Facebook announces it will allow influencers to produce sponsored content for US political campaigns - will influencer marketing win the US election?
Facebook announced today it will allow influencers to produce sponsored content for political campaigns.
If the posts are clearly identified as ads both Facebook and Instagram will allow them on their platforms. The arrangement only affects US political campaigns, however.
Mike Bloomberg’s campaign team forced the issue of considering influencer marketing as a political tool earlier this week. The one-time New York major worked with Tribe to create a portfolio of influencer-generated content.
Yesterday The New York Times ran a story about Bloomberg embracing Instagram’s meme accounts, too.

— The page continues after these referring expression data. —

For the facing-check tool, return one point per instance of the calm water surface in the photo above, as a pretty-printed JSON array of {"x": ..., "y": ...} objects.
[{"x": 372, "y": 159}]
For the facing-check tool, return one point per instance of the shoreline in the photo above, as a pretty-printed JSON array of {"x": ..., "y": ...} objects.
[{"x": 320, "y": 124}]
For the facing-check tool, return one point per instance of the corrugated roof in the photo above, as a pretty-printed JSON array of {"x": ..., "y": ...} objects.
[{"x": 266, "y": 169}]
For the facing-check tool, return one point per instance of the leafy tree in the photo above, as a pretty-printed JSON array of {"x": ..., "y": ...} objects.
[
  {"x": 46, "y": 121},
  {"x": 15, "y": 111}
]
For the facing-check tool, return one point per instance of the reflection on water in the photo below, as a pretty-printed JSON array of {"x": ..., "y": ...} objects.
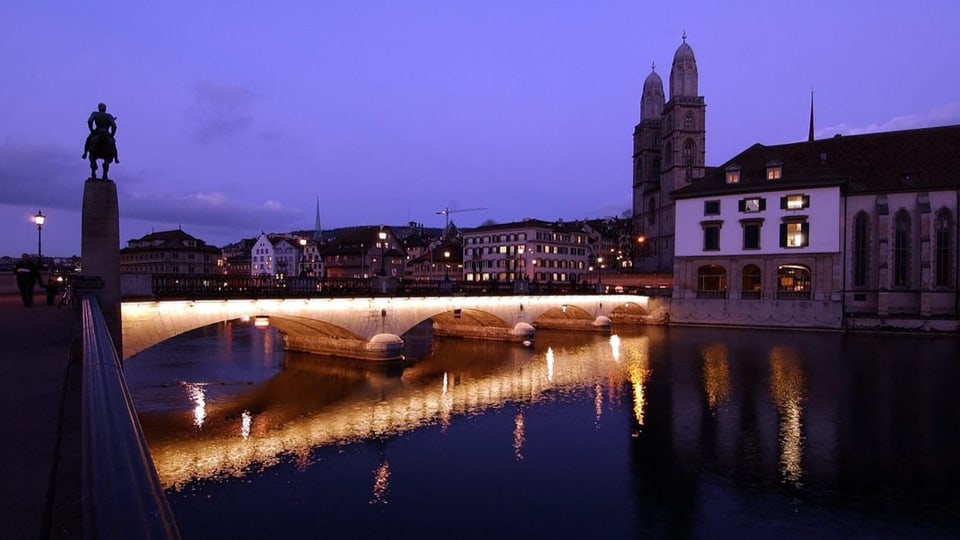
[{"x": 687, "y": 433}]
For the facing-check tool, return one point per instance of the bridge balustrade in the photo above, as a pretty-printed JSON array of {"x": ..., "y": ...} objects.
[{"x": 184, "y": 286}]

Facebook has had to move quickly on its position. Before today, the social network platform didn’t even have guidelines in place for influencers who create sponsored content for politicians and political campaigns.
According to The Verge, sponsored political content posted to Facebook won’t be placed automatically in its political Ad Library. The creator must first pay to boost their post.
“Branded content is different from advertising, but in either case we believe it’s important people know when they’re seeing paid content on our platforms,” a Facebook spokesperson told The Verge. “We’re allowing US-based political candidates to work with creators to run this content, provided the political candidates are authorised and the creators disclose any paid partnerships through our branded content tools.”
Today’s decision by Facebook comes just two days after the Federal Trade Commission called for a public review of the current influencer marketing rules which haven't been updated since 2009.
The FTC, the independent agency of the US government, is tasked with promoting consumer protection and regulating influencer marketing.
“When companies launder advertising by paying an influencer to pretend that their endorsement or review is untainted by a financial relationship, this is illegal payola,” said FTC commissioner, Rohit Chopra in the 12 February statement.
He continued “Misinformation is plaguing the digital economy, and recent no-money, no-fault FTC settlements with well-known retailers and brands to address fake reviews and undisclosed influencer endorsements may be doing little to deter deception. The FTC will need to determine whether to create new requirements for social media platforms and advertisers and whether to activate civil penalty liability.
Earlier this week Bloomberg’s team uploaded a campaign to Tribe - the self-service branded content and influencer marketing market place.
For a fixed $150 fee the presidential candidate’s brief calls for content from micro-influencers “that tells us why Mike Bloomberg is the electable candidate who can rise above the fray, work across the aisle so ALL Americans feel heard & respected.”
“Are you sick of the chaos & infighting overshadowing the issues that matter most to us? Please express your thoughts verbally or for still image posts please overlay text about why you support Mike ... “Show+Tell why Mike is the candidate who can change our country for the better, state why YOU think he’s a great candidate,” runs the campaign guideline brief.